With the final confrontation between the island and mainland Ea factions looming, Taren and Ian sail with Odhrán to investigate a lost colony of merfolk in the Eastern Lands. Upon their arrival, the King of Astenya welcomes them as friends. Odhrán, however, isn’t so quick to trust the descendent of the man who held him prisoner for nearly a decade, especially now that he has someone to cherish and protect—the mysterious winged boy he rescued from the depths.
Armed with the knowledge he believes will save the Ea, Taren returns to the mainland. With Ian at his side, Taren convinces Vurin that their people must unite with their island brethren before it’s too late. When Seria and his men attack, Taren must call upon the ancient power of the rune stone to protect his comrades. But using stone’s immeasurable power commands a hefty price—and Ian fears that price is Taren’s life.
Shira's latest and final book in the Ea trilogy, "Running with the Wind" is no "Transformers: Age of Extinction," let me tell you.
The other day, I was sitting on the couch and that latest Transformers movie was on, with Michael Bay's 10 million explosions and more car crashes than the Religious Right has baseless excuses against gay marriage. About 5 minutes of that and...
I. Was. BORED. To. Fucking. Tears.
So, no, "Running with the Wind" is *thankfully* nothing at all like that mindless drivel.
"Running" is smart and fun, not to mention well-written. And, *gasp*, the intricate plot actually makes sense, so I was engrossed from start to finish.
No, the majority of the book is not centered around action. Instead, the complex world building from the two previous books continues here in the third. And I was thrilled.
We learn more of not only the history of the Ea, but also some of the myths behind where both dragons (DRAGONS, people!!!) and humans originated.
This book was as fascinating as it was entertaining.
There was no fighting for fighting's sake. No drama for drama's sake. This story didn't rush, but it was still tight and painted an amazingly rich picture. One from which I couldn't pull myself away.

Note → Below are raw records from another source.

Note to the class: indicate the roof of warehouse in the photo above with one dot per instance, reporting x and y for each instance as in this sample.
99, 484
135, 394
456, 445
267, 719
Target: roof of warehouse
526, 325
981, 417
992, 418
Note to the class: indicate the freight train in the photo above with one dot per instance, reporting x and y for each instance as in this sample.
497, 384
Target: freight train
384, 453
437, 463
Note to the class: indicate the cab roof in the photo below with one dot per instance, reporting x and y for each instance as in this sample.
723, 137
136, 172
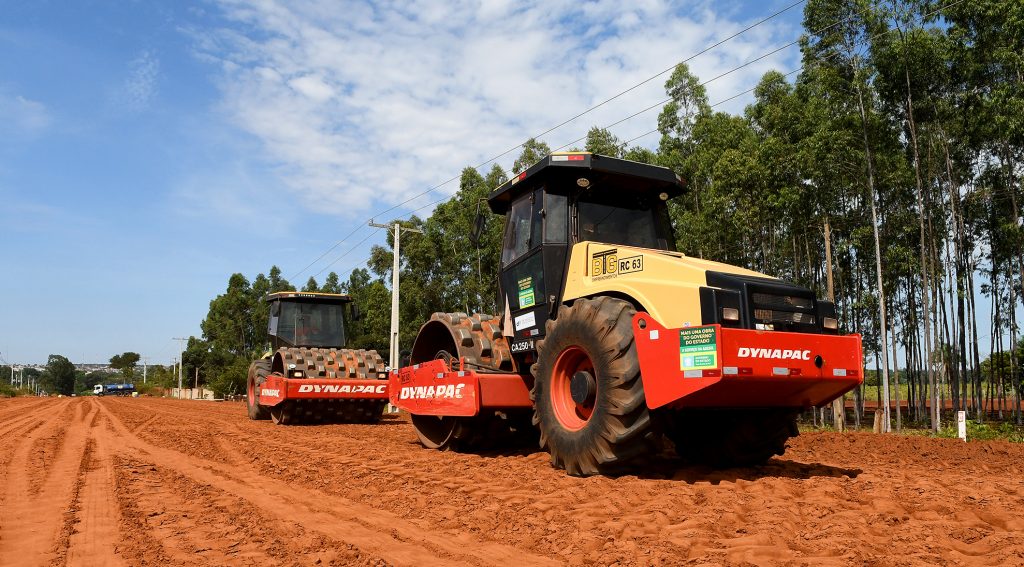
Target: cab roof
311, 297
599, 170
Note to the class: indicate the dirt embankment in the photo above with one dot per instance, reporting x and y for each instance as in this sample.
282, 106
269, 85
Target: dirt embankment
120, 481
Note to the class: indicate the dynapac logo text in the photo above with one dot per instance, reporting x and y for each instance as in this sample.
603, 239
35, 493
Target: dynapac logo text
343, 389
443, 391
783, 354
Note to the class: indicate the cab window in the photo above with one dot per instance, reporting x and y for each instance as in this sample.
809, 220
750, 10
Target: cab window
523, 230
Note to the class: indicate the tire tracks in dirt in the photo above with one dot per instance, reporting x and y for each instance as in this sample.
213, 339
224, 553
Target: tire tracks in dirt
372, 530
92, 521
39, 492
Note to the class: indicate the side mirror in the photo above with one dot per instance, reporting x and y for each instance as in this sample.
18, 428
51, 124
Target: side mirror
479, 224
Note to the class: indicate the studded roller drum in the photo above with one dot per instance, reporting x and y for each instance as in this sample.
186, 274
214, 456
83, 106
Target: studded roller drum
338, 364
476, 338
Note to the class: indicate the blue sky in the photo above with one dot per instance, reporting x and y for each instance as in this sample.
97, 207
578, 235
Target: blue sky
150, 149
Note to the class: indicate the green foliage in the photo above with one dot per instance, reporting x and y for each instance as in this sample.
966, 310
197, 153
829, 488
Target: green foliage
126, 363
60, 374
532, 150
986, 432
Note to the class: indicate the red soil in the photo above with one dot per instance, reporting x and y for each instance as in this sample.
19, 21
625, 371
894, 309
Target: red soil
121, 481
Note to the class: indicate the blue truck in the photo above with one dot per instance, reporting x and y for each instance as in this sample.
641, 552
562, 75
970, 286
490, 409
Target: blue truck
114, 389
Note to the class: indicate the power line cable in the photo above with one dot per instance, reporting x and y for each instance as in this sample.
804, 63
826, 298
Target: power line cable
752, 89
663, 102
553, 128
347, 253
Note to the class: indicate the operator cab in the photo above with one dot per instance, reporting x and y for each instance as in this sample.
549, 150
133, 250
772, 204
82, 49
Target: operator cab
307, 319
566, 199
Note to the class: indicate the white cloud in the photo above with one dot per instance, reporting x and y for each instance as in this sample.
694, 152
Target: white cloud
22, 117
138, 89
359, 107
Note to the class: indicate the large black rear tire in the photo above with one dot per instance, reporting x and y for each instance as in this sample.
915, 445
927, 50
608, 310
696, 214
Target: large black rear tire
728, 438
590, 348
258, 372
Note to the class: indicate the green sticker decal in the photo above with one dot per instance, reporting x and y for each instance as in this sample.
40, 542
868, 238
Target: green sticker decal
526, 298
697, 348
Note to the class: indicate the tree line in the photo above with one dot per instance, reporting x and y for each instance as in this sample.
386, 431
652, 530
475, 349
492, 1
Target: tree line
885, 175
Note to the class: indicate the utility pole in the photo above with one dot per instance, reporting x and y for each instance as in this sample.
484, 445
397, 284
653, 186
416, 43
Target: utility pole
396, 252
181, 347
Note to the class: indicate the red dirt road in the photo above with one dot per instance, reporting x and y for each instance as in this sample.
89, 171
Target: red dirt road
121, 481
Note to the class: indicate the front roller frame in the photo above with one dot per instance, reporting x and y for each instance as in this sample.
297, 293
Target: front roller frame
278, 389
435, 389
715, 366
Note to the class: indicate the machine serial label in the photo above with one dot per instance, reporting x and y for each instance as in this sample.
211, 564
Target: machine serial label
526, 296
607, 264
697, 348
522, 346
525, 320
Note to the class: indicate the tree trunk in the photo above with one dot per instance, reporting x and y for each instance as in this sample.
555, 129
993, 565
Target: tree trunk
883, 325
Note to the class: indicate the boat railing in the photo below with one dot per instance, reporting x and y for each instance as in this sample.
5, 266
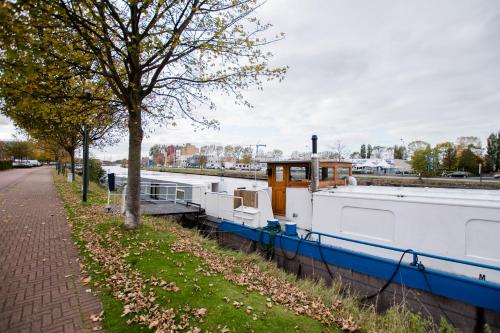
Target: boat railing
174, 193
415, 254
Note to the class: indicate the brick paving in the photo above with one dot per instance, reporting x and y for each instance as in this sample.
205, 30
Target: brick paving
40, 288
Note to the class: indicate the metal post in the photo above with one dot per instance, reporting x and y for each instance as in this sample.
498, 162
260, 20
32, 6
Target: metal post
87, 97
85, 163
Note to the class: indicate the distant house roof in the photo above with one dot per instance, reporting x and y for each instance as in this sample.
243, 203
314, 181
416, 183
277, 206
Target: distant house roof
305, 161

And while there were both old and new friends in the book, with the story continuing on as Taren works to rescue his people from the evil Ea Council, much of my excitement surrounded Bastian, since being found after his rebirth as a fledgling dragon at the end of the second book.
A baby dragon. What's not to love, right???
But young dragons don't stay young for very long, which leaves Odhran with conflicted feelings toward Bastian. He's first and foremost Bastian's protector, always.
But as Bastian quickly grows into a man, Odhran's internal battle isn't an easy one to reconcile, especially after having resisted love for an entire millennium.
So no spoilers, other than to say that the story is very nicely wrapped up with a very happy HEA and what, I feel, would be a great jumping off point for a book (or books?) for Bastian and Odhran.
So 5 very well-earned *you-are-thankfully*no-transformers* stars and I couldn't be happier with the way this story wrapped up.
My ARC copy of this book was provided by the publisher for a fair, unbiased review.